Integra, the CLEC based in Vancouver, Washington, has formed two new business units: one to serve enterprise customers, the other with the goal of meeting midmarket customers’ needs.

The first, Electric Lightwave, will serve not only the biggest customers in enterprise markets, but also the company’s government, education and wholesale carrier customers. It will focus on expanding and using Integra’s fiber assets. The second unit, known as Integra Business, targets the midmarket, focusing on what the company says is “delivering a highly differentiated, end-to-end experience.”

Both Electric Lightwave and Integra Business will maintain their own sales and customer-support organizations, tailored for their specific customer segments. Customers of each will have access to the company’s complete portfolio of products and services, as well as Integra’s long-haul and metro fiber assets throughout the western U.S.

“The market for high-bandwidth communication services is not one-size-fits-all, and with that in mind, we continue to evolve our sales and service models to deliver dedicated and personalized service …” said Robert Guth, interim CEO of Integra. “The creation of these dedicated business units advances our ongoing objective to extend the availability and use of our advanced network infrastructure.”

Further, Guth says that the new business units will help speed up growth of the company’s network of 3,000 fiber-fed, on-net buildings by taking investment decision-making opportunities closer to the customer.

Integra's Dan StollIntegra has been going through a significant transition over the past couple of years, focusing less on the SMB market and turning more of its attention toward larger accounts.
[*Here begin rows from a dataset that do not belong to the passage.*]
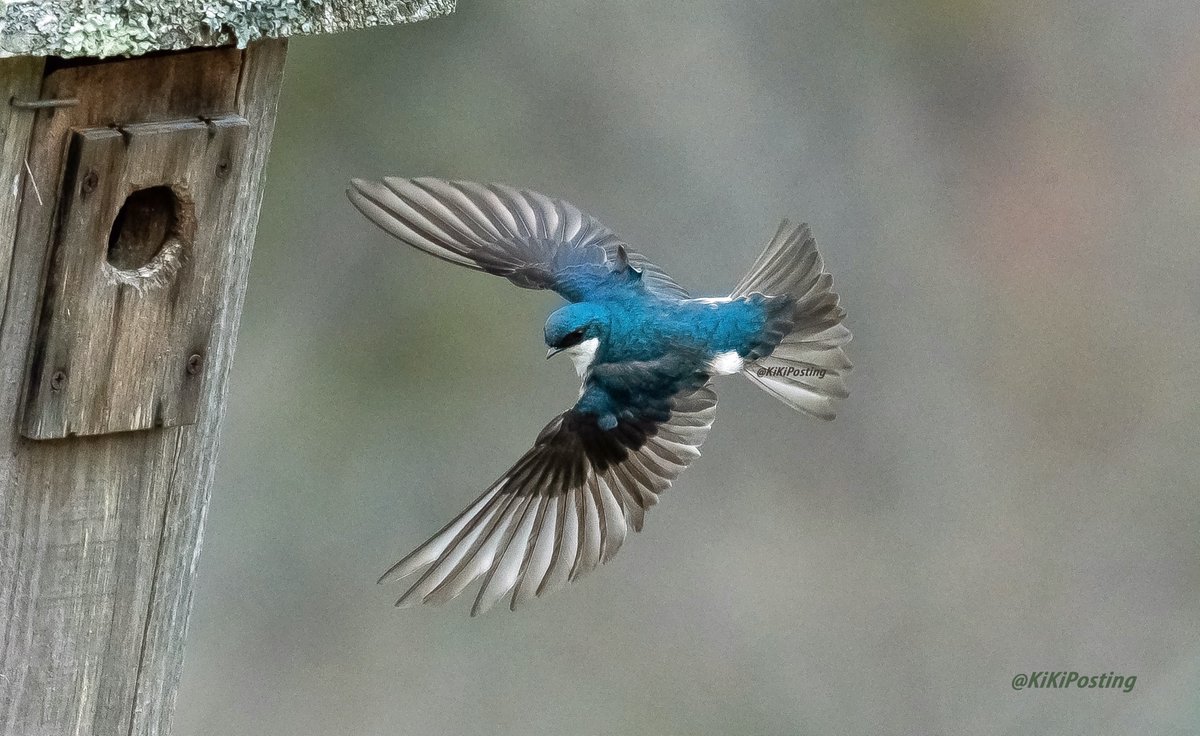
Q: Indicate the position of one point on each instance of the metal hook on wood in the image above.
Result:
(37, 105)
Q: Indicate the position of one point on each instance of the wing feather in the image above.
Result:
(563, 509)
(534, 240)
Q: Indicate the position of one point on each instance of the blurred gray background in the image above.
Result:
(1007, 195)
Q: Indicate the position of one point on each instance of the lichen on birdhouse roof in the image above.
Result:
(131, 28)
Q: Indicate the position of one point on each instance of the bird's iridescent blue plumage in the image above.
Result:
(647, 352)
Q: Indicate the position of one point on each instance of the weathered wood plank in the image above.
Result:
(130, 299)
(99, 536)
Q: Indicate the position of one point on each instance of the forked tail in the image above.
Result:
(807, 368)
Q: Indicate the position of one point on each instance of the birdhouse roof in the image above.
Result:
(131, 28)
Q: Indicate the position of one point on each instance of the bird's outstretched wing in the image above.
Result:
(565, 507)
(531, 239)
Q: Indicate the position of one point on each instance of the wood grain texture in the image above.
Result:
(100, 536)
(135, 276)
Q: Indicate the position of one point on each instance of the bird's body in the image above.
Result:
(647, 353)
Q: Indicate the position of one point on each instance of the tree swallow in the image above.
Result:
(647, 353)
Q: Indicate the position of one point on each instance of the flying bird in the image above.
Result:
(647, 353)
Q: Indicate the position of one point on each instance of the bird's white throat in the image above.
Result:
(582, 354)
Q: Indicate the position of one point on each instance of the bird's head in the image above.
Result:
(576, 329)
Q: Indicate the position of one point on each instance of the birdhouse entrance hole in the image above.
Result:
(148, 221)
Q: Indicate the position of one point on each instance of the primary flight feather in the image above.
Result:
(647, 353)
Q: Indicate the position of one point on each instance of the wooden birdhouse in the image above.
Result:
(133, 141)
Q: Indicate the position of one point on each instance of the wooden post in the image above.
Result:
(129, 197)
(100, 533)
Notable are a pair of acquisitions in 2014: World Communications Inc. (WCI), a voice, data and colocation aggregator headquartered in Seattle; and phone systems provider ProTel Networks, one of the largest Mitel dealers in the U.S. Both companies sold through channel partners. The company also is building its relationships with VARs to sell its cloud and hosted IT services, something that some of its fellow CLECs have been slow to do.

Despite the growth, Integra says it is redoubling its commitment to local, flexible resources – and the new business segments should help it further that goal.

Earlier this year, the company named Tom Gorey its new channel chief, asking him to continue to get Integra’s partners up to speed on the shift. Dan Stoll, Integra’s former senior vice president of strategy and development, takes the reins as president of Electric Lightwave. The head of Integra Business is expected to be announced soon.